Nasrallah is wrong, anyway, that no army can disarm him. Any army of greater than 10,000 trained fighters, allowed to do so, could disarm Hezbollah within days, though civilian casualties would be high, thanks to Hezbollah’s devilish tactic of using Lebanese civilians instead of sandbags for their bunkers. Certainly the Israeli Defense Force could have disarmed Hezbollah, had it been let to do so. But at this moment, Israel is so jumpy it isn’t even willing to whack Nasrallah when he’s in Beirut in their crosshairs, bravely out of hiding in the broad daylight, not even disguised in his hijab and blonde wig.

But I expect Israel to recover from its momentary indecision, and then we’ll see something.

Instead of bragging that no army in the world would be able to make them drop their weapons, Nasrallah would have been more accurate to simply brag that no army in the world is currently willing to make Hezbollah drop them. And that includes the Lebanese army, the IDF, the UN forces, the U.S. Army, nor anyone else.

But I can’t imagine how anyone who cares about the people of Lebanon can receive a boast like that as good news for Lebanon, when it is obviously very, very bad news for Lebanon. It's bad news that Nasrallah feels strong enough to call for change in the government, defying Prime Minister Saniora, which is a guarantee of further instability and strife. It's bad news because it means that Hezbollah hasn’t changed a whit since July 12, and that Nasrallah is already looking forward to Round Two with Israel, which will be the Last Round for Hezbollah, but devastating to innocent Lebanese forced by Hezbollah into the crossfire.

In spite of all those dollars flowing into Hezbollah coffers, some portion of which is being diverted from weapons-buying solely to help purchase loyalty from local property-owners, none of those new buildings is ever going to be safe enough to qualify for insurance coverage as long as Hezbollah is controlling things. A still-armed armed Hezbollah is going to start firing rockets into Israel again as sure as night turns into day, because destroying Israel and killing Jews is the only mission Hezbollah ever had, or ever will have. And Israel’s response next time, after letting herself be uncharacteristically fooled into withdrawal before victory by the liars in the capitals of the world, will respond to Hezbollah’s next attack by making the July invasion look like a mugging in the park. And poor Jumaa’s business is going to be knocked flat again. But don’t try blaming it on Israel this time, Jumaa. You can thank green-helmet and the Jihad al-Bina for it.

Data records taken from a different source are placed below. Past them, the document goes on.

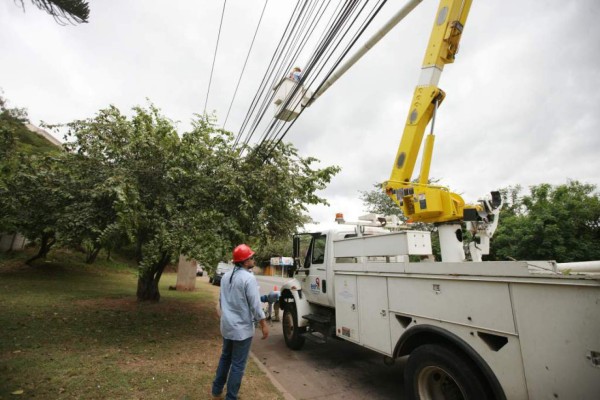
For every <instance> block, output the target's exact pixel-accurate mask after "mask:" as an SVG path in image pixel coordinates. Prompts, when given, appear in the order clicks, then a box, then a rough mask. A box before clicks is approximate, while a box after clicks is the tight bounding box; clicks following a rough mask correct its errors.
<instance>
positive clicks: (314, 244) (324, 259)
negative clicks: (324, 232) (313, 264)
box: [311, 235, 327, 264]
mask: <svg viewBox="0 0 600 400" xmlns="http://www.w3.org/2000/svg"><path fill="white" fill-rule="evenodd" d="M326 242H327V236H326V235H321V236H317V237H315V238H314V239H313V251H312V260H311V261H312V264H323V263H324V262H325V243H326Z"/></svg>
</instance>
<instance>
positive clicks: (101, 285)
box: [0, 255, 280, 399]
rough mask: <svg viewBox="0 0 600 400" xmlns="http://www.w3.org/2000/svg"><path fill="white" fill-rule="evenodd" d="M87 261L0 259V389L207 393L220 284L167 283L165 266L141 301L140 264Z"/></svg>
mask: <svg viewBox="0 0 600 400" xmlns="http://www.w3.org/2000/svg"><path fill="white" fill-rule="evenodd" d="M59 256H60V255H59ZM21 258H23V257H21ZM64 258H65V259H68V258H69V256H68V255H66V256H65V257H64ZM81 264H82V263H70V264H67V263H61V262H59V261H56V260H54V261H52V260H51V261H50V262H41V263H38V264H36V265H35V267H29V266H26V265H24V264H23V262H22V259H19V258H18V257H16V258H7V257H6V256H4V257H3V258H2V259H0V327H1V328H0V377H2V378H1V379H0V398H12V397H15V398H17V397H16V395H15V396H13V395H11V393H12V392H15V391H20V390H22V391H23V395H21V398H27V399H29V398H40V399H48V398H85V399H105V398H114V399H117V398H118V399H121V398H143V399H155V398H157V399H158V398H161V399H162V398H164V399H171V398H177V399H182V398H189V399H202V398H206V397H207V393H208V391H209V387H210V382H211V380H212V378H213V374H214V370H215V369H216V363H217V361H218V357H219V353H220V343H221V337H220V333H219V323H218V318H217V316H216V315H215V312H214V307H215V299H216V294H217V293H218V289H217V288H214V287H212V286H210V285H208V283H207V282H205V281H204V280H200V279H199V280H198V282H197V290H196V291H194V292H183V293H182V292H174V291H168V286H169V285H173V284H174V283H175V280H176V276H175V274H166V275H164V277H163V279H162V281H161V285H160V291H161V294H162V296H163V297H162V299H161V301H160V302H159V303H138V302H137V301H136V298H135V289H136V285H137V278H136V275H135V269H131V268H128V267H123V268H121V267H117V268H107V267H98V266H88V265H85V264H83V265H81ZM245 381H248V382H247V383H248V384H247V385H246V384H245V385H246V394H248V395H250V398H261V399H262V398H266V399H276V398H280V397H279V395H278V394H277V392H276V391H275V389H274V388H273V387H272V386H271V385H270V383H269V382H265V379H264V376H262V374H261V373H259V372H257V371H254V372H253V370H252V369H251V370H250V374H249V376H248V377H247V379H246V378H245ZM243 390H244V389H243Z"/></svg>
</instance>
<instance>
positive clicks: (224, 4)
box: [204, 0, 227, 114]
mask: <svg viewBox="0 0 600 400" xmlns="http://www.w3.org/2000/svg"><path fill="white" fill-rule="evenodd" d="M226 5H227V0H223V11H222V12H221V22H220V23H219V33H218V34H217V44H216V45H215V54H214V56H213V64H212V67H211V68H210V78H208V90H207V91H206V100H204V114H206V105H207V104H208V95H209V93H210V84H211V82H212V74H213V71H214V69H215V61H216V60H217V50H218V49H219V38H220V37H221V27H222V26H223V17H224V16H225V6H226Z"/></svg>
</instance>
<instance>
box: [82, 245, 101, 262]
mask: <svg viewBox="0 0 600 400" xmlns="http://www.w3.org/2000/svg"><path fill="white" fill-rule="evenodd" d="M100 249H102V247H101V246H97V247H94V249H93V250H92V251H91V252H89V253H88V255H87V257H86V259H85V263H86V264H93V263H94V261H96V257H98V253H100Z"/></svg>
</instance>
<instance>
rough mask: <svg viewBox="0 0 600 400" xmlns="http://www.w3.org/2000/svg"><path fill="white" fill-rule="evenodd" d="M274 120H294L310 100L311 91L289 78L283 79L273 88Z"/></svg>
mask: <svg viewBox="0 0 600 400" xmlns="http://www.w3.org/2000/svg"><path fill="white" fill-rule="evenodd" d="M273 90H274V91H275V96H274V99H273V104H275V118H276V119H280V120H283V121H287V122H289V121H293V120H294V119H296V117H297V116H298V115H300V112H301V111H302V109H303V108H304V107H306V106H307V105H308V104H309V102H310V99H311V98H312V95H313V93H312V91H310V90H306V89H305V88H304V86H302V85H300V84H299V83H298V82H296V81H294V80H293V79H290V78H283V79H282V80H281V81H280V82H279V83H278V84H277V85H276V86H275V87H274V88H273Z"/></svg>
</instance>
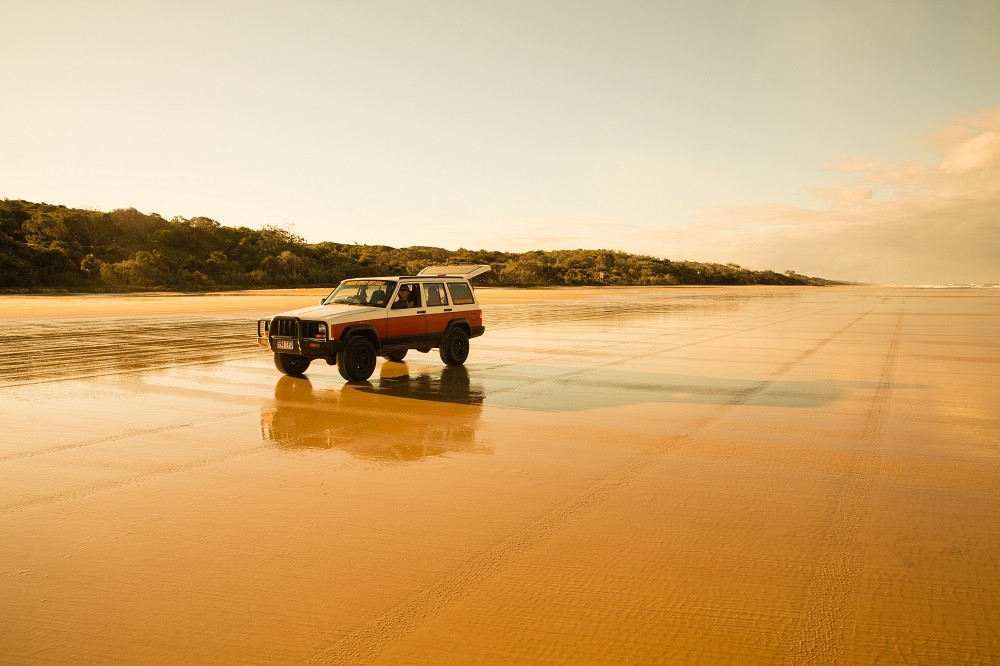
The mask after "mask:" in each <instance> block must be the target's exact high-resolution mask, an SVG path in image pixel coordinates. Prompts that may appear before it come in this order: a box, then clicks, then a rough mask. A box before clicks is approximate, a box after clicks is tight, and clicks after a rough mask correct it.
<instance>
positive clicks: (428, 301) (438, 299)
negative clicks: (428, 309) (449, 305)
mask: <svg viewBox="0 0 1000 666" xmlns="http://www.w3.org/2000/svg"><path fill="white" fill-rule="evenodd" d="M434 305H441V293H440V292H439V291H438V288H437V285H433V284H432V285H429V286H428V287H427V307H431V306H434Z"/></svg>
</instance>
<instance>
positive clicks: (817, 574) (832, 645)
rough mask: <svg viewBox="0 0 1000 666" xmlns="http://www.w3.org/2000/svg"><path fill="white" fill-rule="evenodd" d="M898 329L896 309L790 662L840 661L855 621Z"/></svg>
mask: <svg viewBox="0 0 1000 666" xmlns="http://www.w3.org/2000/svg"><path fill="white" fill-rule="evenodd" d="M902 328H903V310H902V309H900V310H899V312H898V313H897V315H896V327H895V329H894V330H893V333H892V340H891V341H890V343H889V349H888V350H887V351H886V354H885V360H884V361H883V364H882V373H881V375H880V377H879V383H878V387H877V388H876V389H875V392H874V393H873V394H872V398H871V402H870V403H869V406H868V413H867V415H866V417H865V422H864V425H863V426H862V429H861V434H860V435H859V437H858V446H857V448H856V449H855V452H854V456H853V458H852V460H851V465H850V467H849V468H848V471H847V473H846V478H845V480H844V485H843V487H842V489H841V491H840V495H839V498H838V500H837V504H836V506H835V507H834V510H833V516H832V518H831V524H830V527H829V528H828V530H827V533H826V536H825V537H824V539H823V544H822V546H821V550H820V555H819V559H818V561H817V562H816V566H815V569H814V573H813V577H812V581H811V582H810V585H809V588H808V590H807V591H806V595H805V601H804V602H803V606H802V609H801V610H800V612H799V614H798V617H797V619H796V622H795V625H794V626H793V629H792V632H791V635H790V637H789V639H788V644H787V645H786V650H785V654H786V656H787V661H789V662H790V663H794V664H831V663H834V662H836V661H837V658H838V656H839V657H841V659H842V658H843V655H839V654H838V652H837V637H842V636H845V635H847V633H848V632H849V631H850V629H851V627H853V626H854V624H855V622H854V620H855V618H854V617H853V616H852V613H851V612H850V607H851V602H852V600H853V597H854V591H855V589H856V587H857V585H858V582H859V576H860V574H861V573H862V569H863V568H864V552H863V550H862V549H863V547H864V543H863V541H862V539H861V535H862V533H863V532H864V530H865V528H866V526H867V523H868V517H869V515H870V513H871V509H872V503H873V495H874V490H875V480H876V479H877V477H878V474H879V468H880V466H881V464H882V458H881V456H880V455H879V454H878V453H877V452H876V451H875V448H876V446H877V444H878V440H879V437H880V436H881V434H882V430H883V428H884V427H885V421H886V418H887V417H888V414H889V404H890V402H891V399H892V386H893V379H894V377H895V374H896V361H897V358H898V356H899V342H900V337H901V332H902Z"/></svg>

But this could all be prevented, of course, if the rebuilders of Lebanon, the fund raisers, those who champion the safety and security of the people of Lebanon, start the rebuilding off right, by doing a proper demolition job of clearing Hezbollah out of there once and for all.

By demanding, when they send aid, that what’s left of the legitimate government of Lebanon start shaming the international community into helping Lebanon disarm and neutralize Hezbollah for good, as promised, but as no one is even pretending to do now. And as no one is demanding, including Lebanese patriots in Dearborn.

And you can finally stop misplacing blame onto Israel, especially those of you from southern Lebanon, (living there and by the thousands here in Dearborn), who know that region has been used for decades by people who don’t care about Lebanon, first by Arafat’s PLO, then by the Syrians, and now by Hezbollah, to stage their infernal, unnecessary wars against Israel.

If you can’t stop blaming Israel, and blame the real invaders and destroyers of Lebanon—Hezbollah—shame on you. Who can protect you from yourselves?

Many of us nonMuslims and nonArabs, have hearts that go out to the suffering victims in Lebanon. But we aren’t willing to see our charitable funds and giving misued paying for missiles so the same Hezbollah killers that caused all this can kill more Israelis, our allies, and draw down more destruction on Lebanese villages in the process--the villages Hezbollah lyingly claim to be defending. Lies too many of you insist on believing.

Hezbollah can defend Lebanon best by leaving, or better yet, by dying.

You are not in good hands with Hezbollah.